Le Conseil européen qui s'est tenu à Bruxelles les 23 et 24 juin derniers a marqué une première étape dans l'approfondissement des mesures destinées à surmonter les difficultés de l'Union économique et monétaire. Pour autant, en matière de gouvernance économique, les Européens se sont arrêtés au milieu du gué, et n'ont pas sauté le pas d'un véritable pilotage économique de la zone euro et d'une plus grande mutualisation de leurs moyens financiers. Une véritable rénovation de l'Union économique et monétaire passe par une coordination renforcée des Etats membres et de politiques communes en matière d'investissements d'avenir, un pacte de stabilité et de croissance renforcé et équilibré, un véritable gouvernement économique européen via l'institutionnalisation de l'Eurogroupe, une intégration budgétaire.
La crise a mis en évidence la fragilité d’une Union économique et monétaire déséquilibrée, dotée d’un pilier monétaire sans pendant économique. Les Européens ont enfin reconnu que la construction de ce second pilier était indispensable et ont décidé de doter l’UEM d’une gouvernance économique avant l’été 2011.
Le Conseil européen des 23 et 24 juin est une étape clé dans ce calendrier : il conclue la première phase du « semestre européen » en émettant un avis et des recommandations sur les programmes nationaux de réforme, de stabilité et de convergence, au vu du « pacte pour l’euro plus » pour ses signataires, prépare un accord sur « le paquet gouvernance économique », et fait un bilan des mesures jusqu’ici adoptées.
Les enjeux débattus sont vitaux pour la croissance européenne. La crise a mis en exergue la fragilité d’une Union économique et monétaire déséquilibrée, grevée par des politiques économiques non coordonnées, souvent non coopératives, et un appui politique et financier insuffisant à la stratégie de Lisbonne.
Les propositions sur la table restent néanmoins insuffisantes et contestables.

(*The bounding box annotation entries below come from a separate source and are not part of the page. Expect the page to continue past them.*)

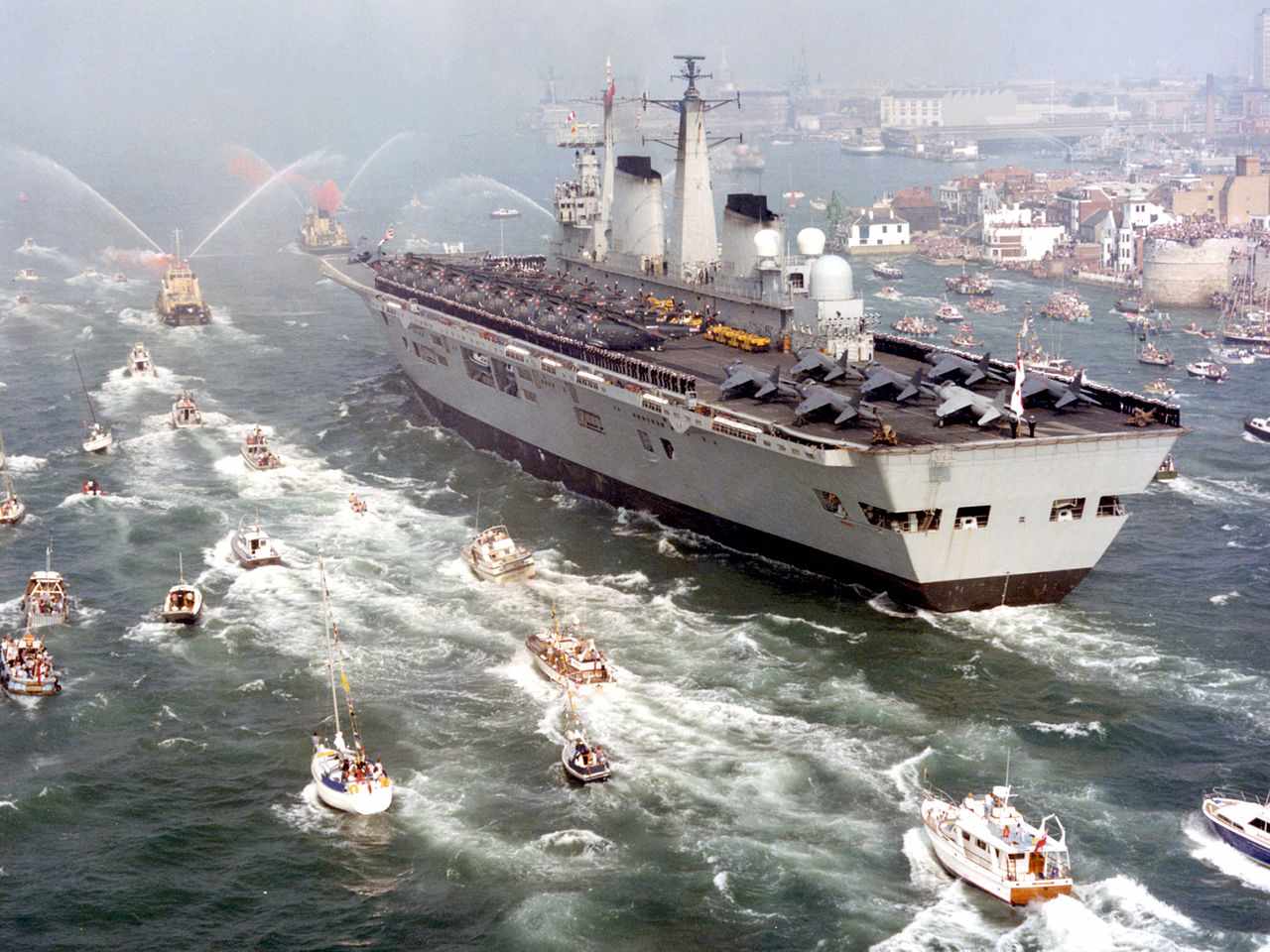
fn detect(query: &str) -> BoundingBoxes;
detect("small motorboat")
[20,543,71,629]
[921,784,1074,906]
[241,426,286,470]
[560,727,613,783]
[159,554,203,625]
[1155,453,1178,482]
[1202,789,1270,866]
[1243,416,1270,443]
[169,390,203,430]
[463,526,535,581]
[309,556,393,816]
[0,620,63,697]
[123,340,159,377]
[1187,361,1230,384]
[230,517,282,568]
[525,608,616,690]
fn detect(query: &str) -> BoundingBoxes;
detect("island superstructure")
[323,58,1184,611]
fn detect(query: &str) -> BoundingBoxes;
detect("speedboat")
[159,554,203,625]
[169,390,203,430]
[230,517,282,568]
[1243,416,1270,441]
[1203,789,1270,866]
[463,526,534,581]
[560,729,613,783]
[0,621,63,697]
[123,340,159,377]
[525,609,616,690]
[921,784,1074,906]
[20,544,71,629]
[309,557,393,816]
[1187,361,1230,384]
[241,426,286,470]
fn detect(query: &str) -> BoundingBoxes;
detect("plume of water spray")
[190,149,326,258]
[8,146,163,254]
[344,130,414,198]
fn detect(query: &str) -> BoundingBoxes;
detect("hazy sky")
[0,0,1262,160]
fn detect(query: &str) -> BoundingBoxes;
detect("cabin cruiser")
[1203,789,1270,866]
[123,340,159,377]
[309,556,393,816]
[463,526,535,581]
[20,544,71,629]
[169,390,203,430]
[0,621,63,697]
[1138,344,1174,367]
[1187,361,1230,384]
[159,554,203,625]
[1243,416,1270,441]
[560,727,613,783]
[921,784,1074,906]
[230,517,282,568]
[241,426,286,470]
[525,609,616,690]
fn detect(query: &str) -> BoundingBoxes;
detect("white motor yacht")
[230,517,282,568]
[921,784,1074,905]
[463,526,535,581]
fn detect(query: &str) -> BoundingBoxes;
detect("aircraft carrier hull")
[323,260,1183,612]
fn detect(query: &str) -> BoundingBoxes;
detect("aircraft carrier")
[323,58,1185,612]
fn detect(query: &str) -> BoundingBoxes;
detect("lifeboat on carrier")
[0,621,63,697]
[230,517,282,568]
[463,526,535,581]
[921,785,1074,906]
[525,609,616,692]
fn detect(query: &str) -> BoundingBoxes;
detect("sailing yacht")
[309,556,393,816]
[71,350,114,453]
[0,435,27,526]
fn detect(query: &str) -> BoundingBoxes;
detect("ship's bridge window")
[1098,496,1125,516]
[858,503,944,532]
[952,505,992,530]
[1049,496,1084,522]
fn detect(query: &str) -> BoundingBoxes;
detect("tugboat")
[169,390,203,430]
[155,230,212,327]
[1243,416,1270,441]
[240,426,286,470]
[71,350,114,453]
[0,620,63,697]
[300,208,353,255]
[230,517,282,568]
[159,553,203,625]
[123,340,159,377]
[1187,361,1230,384]
[921,784,1074,906]
[20,542,71,629]
[309,556,393,816]
[525,608,616,690]
[463,526,535,581]
[0,436,27,526]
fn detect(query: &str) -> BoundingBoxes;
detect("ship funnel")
[721,193,780,278]
[611,155,666,272]
[797,228,825,258]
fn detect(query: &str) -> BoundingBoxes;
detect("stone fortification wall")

- Les gouvernements européens accordent à juste titre leur priorité à la réduction des déficits publics et à la stabilisation macro-économique de la zone euro. Ces objectifs sont incontournables. Cela dit, leurs orientations n’accordent pas assez d’importance aux investissements indispensables à la mise en œuvre d’une stratégie de croissance et risquent d’avoir un effet pro-cyclique en pesant sur la reprise, la demande et les conditions de travail des Européens.
- Avec « le pacte pour l’euro plus », les Européens répondent au besoin de coordination des politiques économiques par une convergence vers un modèle unique, une vision schématique et partielle du modèle allemand, négligeant l’hétérogénéité des situations des Etats membres. Or la notion de convergence n’est pertinente que si l’on raisonne sur le long terme et qu’elle porte sur la convergence des niveaux de vie.
- La réforme du pacte de stabilité et de croissance est nécessaire mais celle-ci ne devrait pas éviter les écueils de la première mouture. Si la prise en compte de la dette et des déficits macro-économiques comme le durcissement des sanctions sont des progrès, le principe de prudence budgétaire, l’approche strictement comptable des déséquilibres couplée à une potentielle automaticité des sanctions devraient renforcer l’effet pro-cyclique du Pacte, limitant les leviers de la croissance et les stabilisateurs économiques en récession.
- Enfin, le système de gouvernance discuté s’en tient à la méthode intergouvernementale, malgré ses limites avérées par l’échec de la stratégie de Lisbonne et l’inefficacité du pacte de stabilité et de croissance.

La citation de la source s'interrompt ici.